Thursday, October 7, 2021

Peg Woffington's Lothario

Nicholas Rowe's play The Fair Penitent, based loosely on Philip Massinger and Nathan Field's The Fatal Dowry, contains an excellent role for actors specializing in villains: Lothario!

But what if the actor who played the villain was... an actress! Well, the most recent issue of Theatre Notebook contains an excellent article by Annette Rubery on the 18th-century actress Peg Woffington playing the role.

Woffington had a long and productive artistic partnership with David Garrick, primarily appearing in comic roles, but she also played Lady Randolph in the London premiere of John Home's tragedy Douglas. It was in 1753, however, four years before she excited audiences in Douglas, that Woffington appeared at the Smock Alley Theatre in Dublin as Lothario, the villain of Rowe's tragedy.

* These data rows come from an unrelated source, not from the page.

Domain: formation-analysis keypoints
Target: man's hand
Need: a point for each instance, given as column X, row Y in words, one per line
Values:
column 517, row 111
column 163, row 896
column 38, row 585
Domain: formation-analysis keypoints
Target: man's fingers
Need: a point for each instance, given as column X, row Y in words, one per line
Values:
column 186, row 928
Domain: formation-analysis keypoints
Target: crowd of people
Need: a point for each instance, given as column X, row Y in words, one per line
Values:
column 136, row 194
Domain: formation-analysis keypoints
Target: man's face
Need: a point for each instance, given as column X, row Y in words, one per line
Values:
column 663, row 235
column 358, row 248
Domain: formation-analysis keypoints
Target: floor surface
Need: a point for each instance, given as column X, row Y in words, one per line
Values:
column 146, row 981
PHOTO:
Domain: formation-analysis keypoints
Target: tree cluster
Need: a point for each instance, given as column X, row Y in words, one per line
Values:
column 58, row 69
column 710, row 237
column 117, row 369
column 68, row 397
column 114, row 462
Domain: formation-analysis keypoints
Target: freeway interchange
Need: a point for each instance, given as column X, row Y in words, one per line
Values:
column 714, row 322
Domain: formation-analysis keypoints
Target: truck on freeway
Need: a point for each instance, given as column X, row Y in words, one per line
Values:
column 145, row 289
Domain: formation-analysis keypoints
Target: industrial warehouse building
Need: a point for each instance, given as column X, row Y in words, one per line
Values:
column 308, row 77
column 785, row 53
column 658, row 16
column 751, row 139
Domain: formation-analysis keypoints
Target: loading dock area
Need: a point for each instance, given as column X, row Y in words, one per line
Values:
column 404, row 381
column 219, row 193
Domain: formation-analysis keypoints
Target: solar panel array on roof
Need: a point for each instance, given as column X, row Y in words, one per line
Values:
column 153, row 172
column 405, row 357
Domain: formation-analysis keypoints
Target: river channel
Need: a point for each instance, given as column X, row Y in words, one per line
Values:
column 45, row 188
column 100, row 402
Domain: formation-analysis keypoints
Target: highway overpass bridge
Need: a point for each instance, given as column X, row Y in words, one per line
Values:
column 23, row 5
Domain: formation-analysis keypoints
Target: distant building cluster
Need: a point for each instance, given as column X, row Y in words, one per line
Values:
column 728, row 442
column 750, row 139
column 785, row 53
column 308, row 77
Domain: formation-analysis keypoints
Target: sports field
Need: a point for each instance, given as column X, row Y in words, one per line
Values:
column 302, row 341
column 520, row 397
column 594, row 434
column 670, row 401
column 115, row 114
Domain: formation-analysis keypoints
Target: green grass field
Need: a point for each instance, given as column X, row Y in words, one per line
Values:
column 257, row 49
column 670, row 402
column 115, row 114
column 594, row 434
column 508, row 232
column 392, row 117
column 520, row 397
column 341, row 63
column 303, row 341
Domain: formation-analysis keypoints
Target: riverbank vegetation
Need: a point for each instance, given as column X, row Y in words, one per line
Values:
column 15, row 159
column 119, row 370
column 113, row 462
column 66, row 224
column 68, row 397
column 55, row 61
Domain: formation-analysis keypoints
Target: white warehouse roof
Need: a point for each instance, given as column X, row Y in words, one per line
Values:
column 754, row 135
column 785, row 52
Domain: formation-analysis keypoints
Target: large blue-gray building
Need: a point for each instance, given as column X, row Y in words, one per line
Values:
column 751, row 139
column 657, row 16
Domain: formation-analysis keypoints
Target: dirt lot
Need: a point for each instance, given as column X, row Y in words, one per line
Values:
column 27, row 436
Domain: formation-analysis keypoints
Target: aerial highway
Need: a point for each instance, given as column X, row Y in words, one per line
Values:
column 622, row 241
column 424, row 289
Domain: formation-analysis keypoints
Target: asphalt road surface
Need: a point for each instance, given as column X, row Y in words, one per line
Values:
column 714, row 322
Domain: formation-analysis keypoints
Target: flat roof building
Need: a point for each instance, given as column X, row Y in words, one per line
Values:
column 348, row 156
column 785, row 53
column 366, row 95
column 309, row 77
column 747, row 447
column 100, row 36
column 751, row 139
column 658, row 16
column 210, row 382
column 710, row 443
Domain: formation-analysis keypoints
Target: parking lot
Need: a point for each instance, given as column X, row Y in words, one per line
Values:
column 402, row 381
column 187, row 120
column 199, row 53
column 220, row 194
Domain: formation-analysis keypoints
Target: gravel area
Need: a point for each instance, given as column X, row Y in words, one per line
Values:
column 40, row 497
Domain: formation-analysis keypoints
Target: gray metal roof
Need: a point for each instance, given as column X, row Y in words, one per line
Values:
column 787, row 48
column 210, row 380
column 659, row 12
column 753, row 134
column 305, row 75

Though Woffington's performance as Lothario was not considered a success, it was famous enough to be recorded in paint by the artist John Lewis, whose depiction of her in the role is now owned by the National Portrait Gallery in London. She also was not the first woman to play Lothario, as that distinction belongs to Charlotte Clarke, the eccentric daughter of the actor and dramatist Colley Cibber.

Rubery argues that Woffington played Lothario in an effort to seriously show off her talents as a performer. Women who appeared as men in comedies were not expected to act entirely realistically, and part of the fun for the audience was to see a person they knew to be female in a male role. This could actually reinforce gender binaries rather than fight against them, since a woman playing a man was being held up as something inherently comic.

When a woman played a man in a tragedy, however, which was thought of as more realistic, she was expected to make the audience forget her sex and enter more fully into the illusion of the play. This, Rubery argues, made Woffington's appearance as Lothario a bit scandalous. She quotes a rather interesting poem that commemorated the performance:

     All adroit, each taper Thigh enclos'd
     In manly Vestments, with Parisian step;
     Light as the bounding Doe she tripp'd along,
     The gay LOTHARIO, in his Age of Joy.
     Venus surpriz'd, thus whisper'd 'Let me die,
     If dear ADONIS wore a lovelier Form.'
     Then clasp'd the Youth-dres'd Damsel to her Breast,
     And sighing, murmur'd, O that for my Sake
     Thou wert this Instant what thou represents.

Perhaps the realism of Woffington's Lothario was a bit too much for audiences to take. In the play, Lothario is a heartless seducer of women. How much worse it might have been in the minds of some audience members if that heartless seducer of women was another woman!